Task 12: Detect Accidental Pinning

Goal. Build a runtime detector that warns when pinning seems to be happening per request.

Steps.

  1. Sample runtime/metrics /sched/threads:threads every second.
  2. Track the moving average and standard deviation.
  3. If the thread count rises by > 2σ over baseline for > 30 s, log a warning.
  4. Optionally, snapshot pprof goroutine?debug=2 at the time of detection.
func detector() {
    var baseline float64
    var samples []float64
    for range time.Tick(1 * time.Second) {
        n := float64(runtimeThreads())
        samples = append(samples, n)
        if len(samples) > 60 {
            samples = samples[1:]
        }
        if len(samples) == 60 {
            baseline = mean(samples)
        }
        if n > baseline*1.5 {
            log.Printf("WARNING: thread count %v exceeds baseline %v", n, baseline)
            snapshotGoroutines()
        }
    }
}

Bonus. Wire the detector's output to a Prometheus gauge and an alert.


Stretch: Build a Pinning Audit Lint Rule

Goal. Write a go vet-style analyser that flags runtime.LockOSThread calls in HTTP handler functions.

Requirements.

  • Identify functions matching the HTTP handler signature: func(http.ResponseWriter, *http.Request).
  • Identify functions called by handlers, transitively (within the same package).
  • Flag runtime.LockOSThread calls in those functions.
  • Allow an // lockosthread:allow comment to suppress.

Skeleton.

package handlerlint

import (
    "go/ast"
    "golang.org/x/tools/go/analysis"
)

var Analyzer = &analysis.Analyzer{
    Name: "handlerpin",
    Doc:  "flags LockOSThread in HTTP handlers",
    Run:  run,
}

func run(pass *analysis.Pass) (interface{}, error) {
    for _, file := range pass.Files {
        ast.Inspect(file, func(n ast.Node) bool {
            fn, ok := n.(*ast.FuncDecl)
            if !ok || !isHandler(fn) {
                return true
            }
            ast.Inspect(fn.Body, func(n ast.Node) bool {
                if isLockOSThread(n) {
                    pass.Reportf(n.Pos(), "LockOSThread in HTTP handler is forbidden; refactor to single-owner pool")
                }
                return true
            })
            return true
        })
    }
    return nil, nil
}

Use. Wire as a go vet pass in CI; reject PRs that introduce per-request pinning.
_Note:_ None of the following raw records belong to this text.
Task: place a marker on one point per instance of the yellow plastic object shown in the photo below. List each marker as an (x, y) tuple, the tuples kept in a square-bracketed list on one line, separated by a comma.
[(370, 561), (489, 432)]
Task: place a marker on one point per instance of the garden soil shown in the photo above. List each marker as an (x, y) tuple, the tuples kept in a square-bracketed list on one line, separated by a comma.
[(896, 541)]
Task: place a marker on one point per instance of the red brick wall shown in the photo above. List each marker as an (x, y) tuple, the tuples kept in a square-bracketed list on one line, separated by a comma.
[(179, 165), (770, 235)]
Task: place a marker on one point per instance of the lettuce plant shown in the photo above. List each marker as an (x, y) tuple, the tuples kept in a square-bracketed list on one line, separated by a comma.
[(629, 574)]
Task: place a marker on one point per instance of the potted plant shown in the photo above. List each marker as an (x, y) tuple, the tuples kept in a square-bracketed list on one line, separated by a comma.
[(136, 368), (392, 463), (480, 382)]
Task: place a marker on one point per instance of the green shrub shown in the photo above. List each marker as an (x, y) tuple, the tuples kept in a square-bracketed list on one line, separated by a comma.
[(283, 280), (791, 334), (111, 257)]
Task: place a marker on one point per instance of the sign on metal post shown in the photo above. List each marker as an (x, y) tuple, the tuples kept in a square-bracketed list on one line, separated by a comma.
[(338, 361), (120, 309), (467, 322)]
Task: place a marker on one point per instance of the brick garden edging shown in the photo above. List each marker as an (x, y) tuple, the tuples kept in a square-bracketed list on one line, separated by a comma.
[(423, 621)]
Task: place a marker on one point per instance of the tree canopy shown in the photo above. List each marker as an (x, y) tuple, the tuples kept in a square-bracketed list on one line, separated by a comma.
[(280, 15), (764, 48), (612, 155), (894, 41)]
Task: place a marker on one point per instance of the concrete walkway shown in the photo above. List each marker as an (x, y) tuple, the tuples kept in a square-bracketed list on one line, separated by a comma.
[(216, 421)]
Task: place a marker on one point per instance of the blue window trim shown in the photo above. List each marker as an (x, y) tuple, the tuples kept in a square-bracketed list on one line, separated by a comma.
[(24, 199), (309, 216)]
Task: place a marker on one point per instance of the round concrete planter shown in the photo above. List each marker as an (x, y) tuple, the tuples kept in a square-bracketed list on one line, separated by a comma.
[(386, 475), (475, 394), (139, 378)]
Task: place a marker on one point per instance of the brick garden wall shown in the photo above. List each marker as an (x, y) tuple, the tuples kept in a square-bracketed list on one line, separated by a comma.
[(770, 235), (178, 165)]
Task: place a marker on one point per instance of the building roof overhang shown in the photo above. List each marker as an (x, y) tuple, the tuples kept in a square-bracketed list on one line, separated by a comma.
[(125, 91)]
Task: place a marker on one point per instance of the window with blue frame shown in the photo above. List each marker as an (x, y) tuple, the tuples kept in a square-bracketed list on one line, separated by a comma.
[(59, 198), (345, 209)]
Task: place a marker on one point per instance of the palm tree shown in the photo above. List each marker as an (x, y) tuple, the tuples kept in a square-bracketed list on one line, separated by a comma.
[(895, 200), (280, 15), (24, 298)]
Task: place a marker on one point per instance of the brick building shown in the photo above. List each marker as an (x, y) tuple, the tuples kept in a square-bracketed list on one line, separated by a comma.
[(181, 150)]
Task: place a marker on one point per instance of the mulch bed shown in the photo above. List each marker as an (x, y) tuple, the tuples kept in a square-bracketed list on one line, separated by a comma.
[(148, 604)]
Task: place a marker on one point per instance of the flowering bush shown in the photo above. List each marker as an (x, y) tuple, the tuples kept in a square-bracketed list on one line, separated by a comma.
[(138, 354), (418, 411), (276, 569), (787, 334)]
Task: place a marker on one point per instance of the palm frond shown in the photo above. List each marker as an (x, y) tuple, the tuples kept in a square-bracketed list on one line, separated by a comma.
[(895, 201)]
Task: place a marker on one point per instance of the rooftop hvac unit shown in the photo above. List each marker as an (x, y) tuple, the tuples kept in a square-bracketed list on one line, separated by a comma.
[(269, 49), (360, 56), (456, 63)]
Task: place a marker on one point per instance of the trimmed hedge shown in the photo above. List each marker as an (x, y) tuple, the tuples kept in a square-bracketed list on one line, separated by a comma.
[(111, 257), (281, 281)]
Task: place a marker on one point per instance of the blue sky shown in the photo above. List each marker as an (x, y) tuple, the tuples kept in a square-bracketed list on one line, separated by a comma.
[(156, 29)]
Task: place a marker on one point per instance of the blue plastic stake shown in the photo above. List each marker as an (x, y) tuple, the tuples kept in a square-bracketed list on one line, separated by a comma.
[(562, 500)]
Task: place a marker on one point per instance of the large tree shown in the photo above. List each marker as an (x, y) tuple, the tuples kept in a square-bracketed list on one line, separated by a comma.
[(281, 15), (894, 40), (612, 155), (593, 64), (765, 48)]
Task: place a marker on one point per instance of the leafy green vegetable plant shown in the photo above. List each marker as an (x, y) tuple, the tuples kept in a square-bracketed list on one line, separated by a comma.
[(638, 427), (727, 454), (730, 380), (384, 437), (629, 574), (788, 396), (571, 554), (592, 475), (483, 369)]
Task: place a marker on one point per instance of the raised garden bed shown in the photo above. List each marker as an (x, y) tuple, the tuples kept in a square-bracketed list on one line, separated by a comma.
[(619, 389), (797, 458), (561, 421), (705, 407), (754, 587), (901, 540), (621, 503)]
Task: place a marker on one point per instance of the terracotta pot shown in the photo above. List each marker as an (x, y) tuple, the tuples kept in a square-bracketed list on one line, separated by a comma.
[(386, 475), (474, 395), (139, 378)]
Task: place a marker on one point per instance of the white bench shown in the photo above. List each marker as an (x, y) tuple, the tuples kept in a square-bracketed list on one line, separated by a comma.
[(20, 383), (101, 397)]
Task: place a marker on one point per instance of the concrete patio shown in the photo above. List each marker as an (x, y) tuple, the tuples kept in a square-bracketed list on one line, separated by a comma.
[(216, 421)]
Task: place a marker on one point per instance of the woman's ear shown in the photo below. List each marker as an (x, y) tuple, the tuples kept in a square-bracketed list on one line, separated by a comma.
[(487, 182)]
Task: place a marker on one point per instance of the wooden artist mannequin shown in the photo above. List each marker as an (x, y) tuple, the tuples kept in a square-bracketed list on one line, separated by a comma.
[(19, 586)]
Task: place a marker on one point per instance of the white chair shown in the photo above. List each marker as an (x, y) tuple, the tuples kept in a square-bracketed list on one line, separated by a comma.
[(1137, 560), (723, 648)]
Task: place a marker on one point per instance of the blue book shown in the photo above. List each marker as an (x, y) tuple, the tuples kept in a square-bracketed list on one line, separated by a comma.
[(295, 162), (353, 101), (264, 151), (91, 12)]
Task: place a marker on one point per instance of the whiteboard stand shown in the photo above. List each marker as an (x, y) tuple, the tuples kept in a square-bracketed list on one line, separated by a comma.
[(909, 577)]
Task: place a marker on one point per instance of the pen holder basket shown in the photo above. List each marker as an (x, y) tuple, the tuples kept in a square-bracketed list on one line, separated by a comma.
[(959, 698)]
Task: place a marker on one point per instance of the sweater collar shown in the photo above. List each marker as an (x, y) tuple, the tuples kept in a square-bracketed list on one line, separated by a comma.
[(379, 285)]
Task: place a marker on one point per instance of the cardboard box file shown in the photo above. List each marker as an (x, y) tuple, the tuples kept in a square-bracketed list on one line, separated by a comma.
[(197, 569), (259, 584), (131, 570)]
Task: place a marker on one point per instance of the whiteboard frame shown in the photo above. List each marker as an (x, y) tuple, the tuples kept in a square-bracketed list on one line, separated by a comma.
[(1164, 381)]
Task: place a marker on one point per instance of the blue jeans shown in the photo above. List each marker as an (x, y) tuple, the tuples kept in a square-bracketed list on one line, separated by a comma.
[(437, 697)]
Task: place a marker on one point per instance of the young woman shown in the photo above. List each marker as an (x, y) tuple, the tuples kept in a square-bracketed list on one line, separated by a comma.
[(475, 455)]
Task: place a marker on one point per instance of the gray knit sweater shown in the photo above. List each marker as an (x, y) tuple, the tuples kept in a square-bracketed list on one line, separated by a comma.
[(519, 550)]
This is the lint rule that catches the most production regressions. Worth investing the hour.


Wrap-up

The tasks build the muscle memory the topic requires:

  • Count threads, observe pinning's M cost directly.
  • Benchmark pinned vs unpinned to internalise the cost model.
  • Build the single-owner pattern, then scale it to a pool.
  • Add lifecycle, backpressure, panic recovery — the engineering hygiene that separates demo code from production.
  • Layer observability (pprof labels, metrics, NUMA awareness).
  • Detect anti-patterns automatically (lint rule, runtime detector).

These artifacts together cover almost every real production use of LockOSThread. The find-bug page exercises diagnostic skills on broken versions of these; the optimize page sharpens the tuning judgement.